Na parte baixa, na Ribeira, comerciantes também sofrem com a ameças dos criminosos. Também de acordo com informações da Coordenadoria de Informações Estatísticas e Análise Criminal (Coine) da Sesed, 11 furtos ou roubos foram registrados no bairro. O número é menor do que o contabilizado em abril de 2021, quando a Polícia Civil recebeu 17 ocorrências. Mesmo assim, os crimes seguem acontecendo e tiram o sono da população e de comerciantes.

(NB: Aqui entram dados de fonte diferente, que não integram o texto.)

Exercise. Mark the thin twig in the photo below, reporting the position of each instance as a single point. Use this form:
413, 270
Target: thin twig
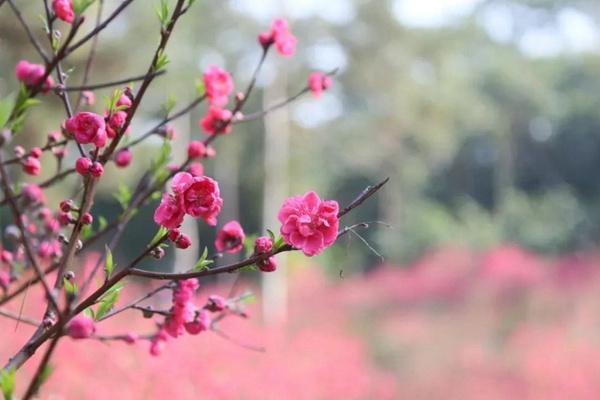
90, 60
30, 35
20, 318
10, 196
108, 84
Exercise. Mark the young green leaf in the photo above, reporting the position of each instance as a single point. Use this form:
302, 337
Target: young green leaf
107, 302
109, 265
79, 6
279, 243
6, 106
163, 12
162, 231
7, 383
70, 287
86, 232
203, 262
161, 61
102, 223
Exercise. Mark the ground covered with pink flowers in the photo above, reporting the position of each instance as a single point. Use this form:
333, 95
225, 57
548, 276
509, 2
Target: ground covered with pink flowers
456, 324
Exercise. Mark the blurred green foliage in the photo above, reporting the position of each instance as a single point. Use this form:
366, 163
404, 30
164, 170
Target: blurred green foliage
483, 142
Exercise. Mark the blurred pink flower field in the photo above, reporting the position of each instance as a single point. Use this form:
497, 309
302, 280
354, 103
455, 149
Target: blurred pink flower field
456, 324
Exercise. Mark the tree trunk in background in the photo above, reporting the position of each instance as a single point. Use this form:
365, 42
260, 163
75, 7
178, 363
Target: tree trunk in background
276, 188
227, 166
185, 259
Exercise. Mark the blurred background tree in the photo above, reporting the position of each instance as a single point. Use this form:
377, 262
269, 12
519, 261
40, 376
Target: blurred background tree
483, 113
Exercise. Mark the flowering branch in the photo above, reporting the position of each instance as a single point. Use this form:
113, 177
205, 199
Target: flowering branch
54, 237
110, 84
8, 192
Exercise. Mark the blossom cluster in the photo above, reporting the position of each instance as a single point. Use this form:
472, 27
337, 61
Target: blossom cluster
184, 316
41, 236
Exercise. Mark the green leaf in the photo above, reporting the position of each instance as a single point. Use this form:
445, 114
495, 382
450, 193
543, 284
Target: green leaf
107, 302
278, 244
70, 287
79, 6
89, 312
86, 232
202, 263
162, 231
111, 102
249, 268
102, 223
161, 61
158, 167
6, 107
249, 244
163, 12
109, 265
45, 374
169, 105
7, 383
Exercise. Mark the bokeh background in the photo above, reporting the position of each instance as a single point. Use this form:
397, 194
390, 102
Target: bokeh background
484, 114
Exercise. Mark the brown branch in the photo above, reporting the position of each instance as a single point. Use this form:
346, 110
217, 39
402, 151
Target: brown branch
109, 84
19, 318
30, 282
30, 35
10, 196
365, 194
90, 60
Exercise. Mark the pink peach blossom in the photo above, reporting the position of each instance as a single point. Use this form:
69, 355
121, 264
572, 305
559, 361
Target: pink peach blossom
123, 158
200, 195
308, 223
63, 9
170, 212
318, 82
81, 327
87, 128
230, 237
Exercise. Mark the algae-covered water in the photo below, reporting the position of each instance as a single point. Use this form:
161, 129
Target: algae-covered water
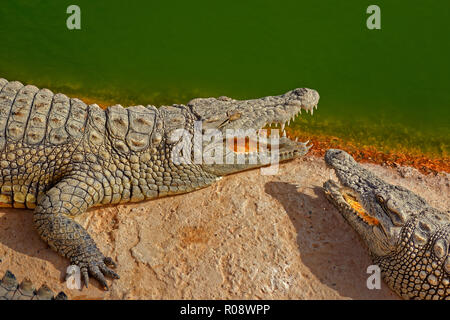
388, 88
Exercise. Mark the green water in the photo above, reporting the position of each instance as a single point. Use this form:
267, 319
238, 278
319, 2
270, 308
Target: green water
387, 87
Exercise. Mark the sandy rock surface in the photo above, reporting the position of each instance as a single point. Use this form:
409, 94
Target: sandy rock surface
249, 236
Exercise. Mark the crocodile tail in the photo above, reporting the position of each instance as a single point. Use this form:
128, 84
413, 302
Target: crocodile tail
10, 289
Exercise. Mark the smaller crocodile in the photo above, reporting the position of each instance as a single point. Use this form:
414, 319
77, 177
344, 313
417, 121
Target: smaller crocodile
407, 238
10, 289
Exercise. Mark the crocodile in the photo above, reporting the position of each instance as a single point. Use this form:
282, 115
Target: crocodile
10, 289
407, 238
60, 156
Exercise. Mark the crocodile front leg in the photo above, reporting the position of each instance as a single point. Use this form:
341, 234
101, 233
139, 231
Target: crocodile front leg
52, 218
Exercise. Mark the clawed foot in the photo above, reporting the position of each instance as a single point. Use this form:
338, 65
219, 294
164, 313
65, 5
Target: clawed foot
97, 267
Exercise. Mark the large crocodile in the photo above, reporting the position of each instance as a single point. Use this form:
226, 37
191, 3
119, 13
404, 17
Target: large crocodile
407, 238
10, 289
59, 156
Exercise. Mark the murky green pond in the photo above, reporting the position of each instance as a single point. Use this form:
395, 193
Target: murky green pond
387, 87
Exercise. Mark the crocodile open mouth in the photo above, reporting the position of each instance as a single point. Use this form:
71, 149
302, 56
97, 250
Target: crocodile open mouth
358, 209
347, 200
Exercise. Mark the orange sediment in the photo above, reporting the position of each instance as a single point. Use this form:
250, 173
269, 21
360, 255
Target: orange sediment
361, 153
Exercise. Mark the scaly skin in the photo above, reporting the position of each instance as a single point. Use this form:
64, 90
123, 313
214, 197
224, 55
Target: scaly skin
60, 157
10, 289
407, 239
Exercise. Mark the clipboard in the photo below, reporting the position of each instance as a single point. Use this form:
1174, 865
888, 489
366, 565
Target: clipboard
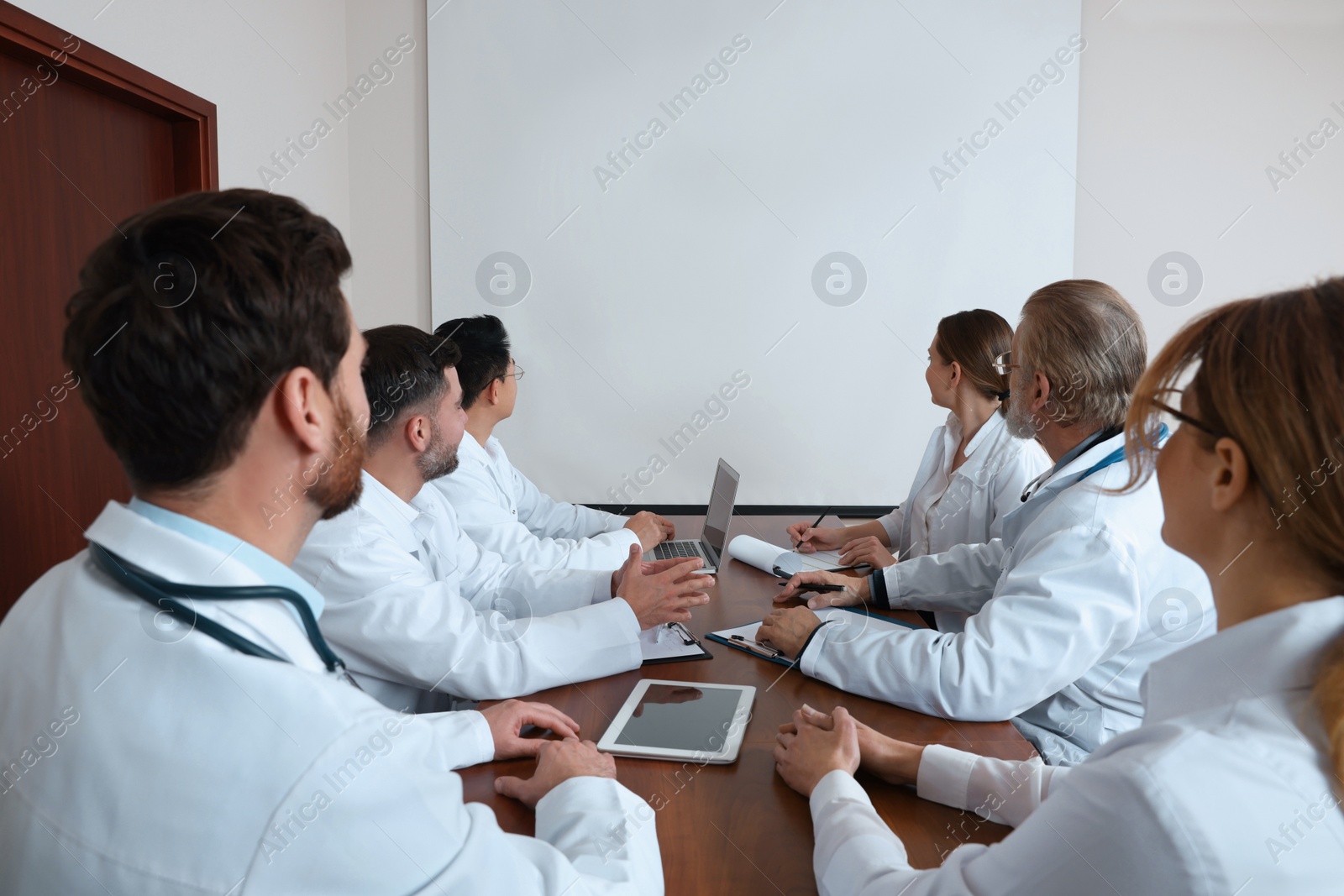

Polícia diz que atua para coibir crimes na região
As polícias Militar e Civil informaram que planejam ações na região para coibir a prática de novos roubos e furtos. O delegado Renê Lopes disse que a corporação desenvolve ações de investigação e de combate à recepção. “A PC vem fiscalizando, em conjunto com outras instituições estatais, estabelecimentos que revendem produtos/objetos mais visados pelos furtadores, além de atuar na identificação e prisão desses indivíduos”, destaca.
Ainda de acordo com a Polícia Civil, o perfil do assaltante geralmente tem relação com aspectos sociais. “Geralmente são pessoas em situação de rua, dependentes químicos e indivíduos já com passagens criminais”, diz Lopes. As investigações da PC apontam que itens como cobre são vendidos em sucatas e que objetos, especialmente celulares e outros aparelhos eletrônicos, são vendidos em pontos de venda de drogas ou revendidos por preços bem abaixo dos de mercado.
A Polícia Militar disse que também tem ações coordenadas na área. “A PM tem trabalhado com ações diversas na área, que seria atribuição do 1º Batalhão, fizemos operações em Mãe Luiza, blitz, então todas as modalidades de policiamento têm sido empregadas na área, na tentativa de coibir esse tipo de atuação. Temos trabalhado em conjunto com a Rocam [Ronda Ostensiva com Apoio de Motocicletas], com policiamento a pé, reforço do policiamento, então temos realizados algumas ações na área”, destacou.